Analyses of trace elements in feathers have also been used to indicate the broad geographical origins of birds. This is possible because the proportions of different elements in feathers vary from region to region, according to geological substrate. Sand Martins Riparia riparia breeding in different parts of Europe differed markedly in the elemental composition of their tail feathers, indicating that the birds from different breeding areas had moulted in different parts of Africa. Moreover, tail feathers from the same individuals in different years were similar in elemental composition, implying that individuals were consistent in their moulting areas from year to year (Szep et al. 2003).
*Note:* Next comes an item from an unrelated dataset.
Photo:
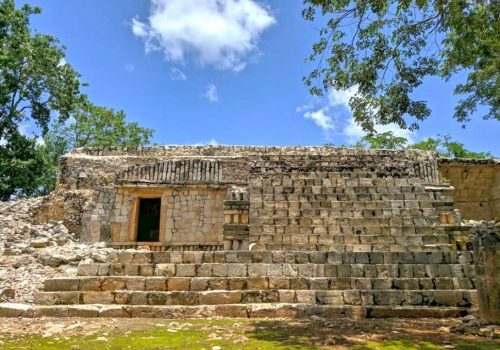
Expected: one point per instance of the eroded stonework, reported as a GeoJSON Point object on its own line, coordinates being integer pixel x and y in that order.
{"type": "Point", "coordinates": [241, 231]}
Other studies of this type have involved Peregrine Falcons Falco peregrinus (Parrish et al. 1983), and various species of geese (Hanson & Jones 1976).
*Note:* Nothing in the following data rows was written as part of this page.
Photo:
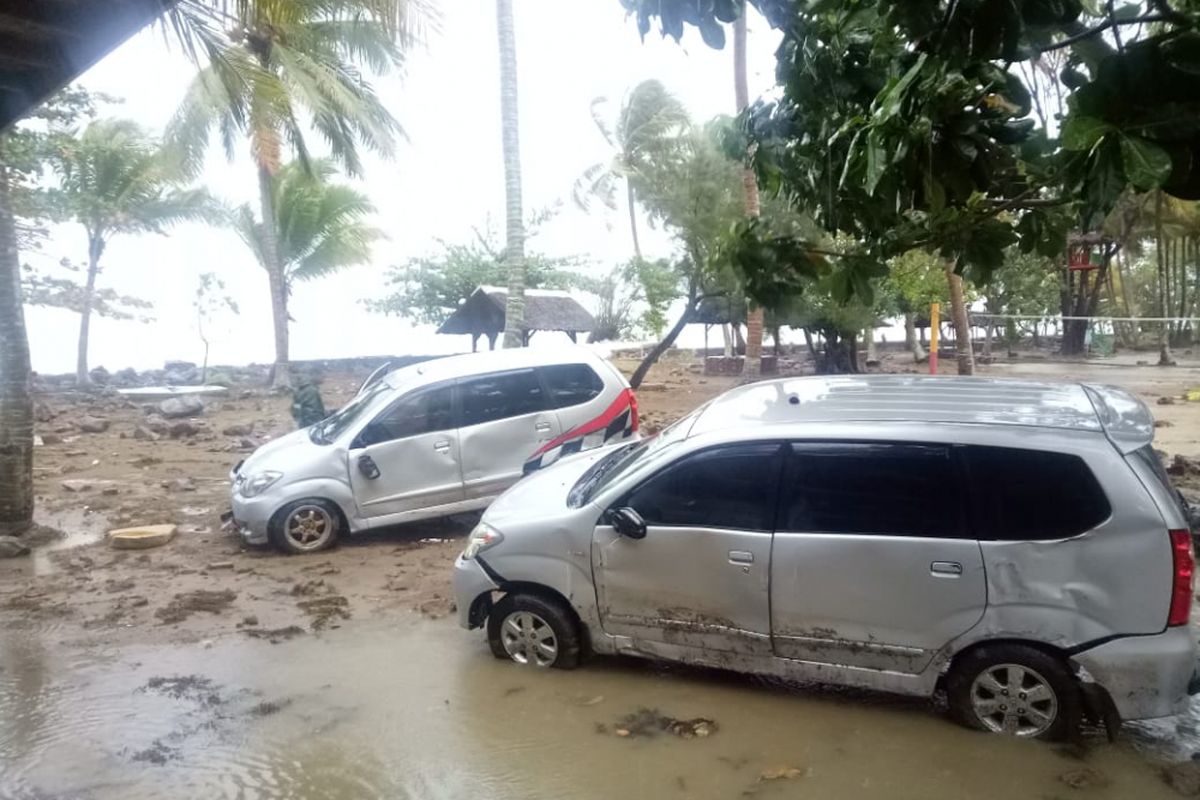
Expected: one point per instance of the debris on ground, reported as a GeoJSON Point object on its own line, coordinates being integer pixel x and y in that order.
{"type": "Point", "coordinates": [781, 774]}
{"type": "Point", "coordinates": [325, 611]}
{"type": "Point", "coordinates": [649, 722]}
{"type": "Point", "coordinates": [1085, 779]}
{"type": "Point", "coordinates": [12, 547]}
{"type": "Point", "coordinates": [274, 635]}
{"type": "Point", "coordinates": [189, 602]}
{"type": "Point", "coordinates": [141, 537]}
{"type": "Point", "coordinates": [1185, 779]}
Some other bird populations drawn from the same species can sometimes be distinguished by their DNA. Using as a reference DNA samples from different breeding areas, birds sampled on migration or in wintering areas could be assigned to one or more of these areas (for Dunlin Calidris alpina see Tiedemann 1999, Wennerberg 2001, for passerines see Smith et al. 2005 for review see Wink 2006). However, the use of DNA markers is limited among birds because of the weak genetic differentiation found in many populations. This in itself results partly from the mobility of birds, and the consequent genetic exchange between populations in different breeding areas, and partly from their recent (postglacial) colonisation of northern regions, which has given too short a time for spatial genetic variation to arise (Chapter 22). In addition, DNA-based methods tend to be expensive and time-consuming.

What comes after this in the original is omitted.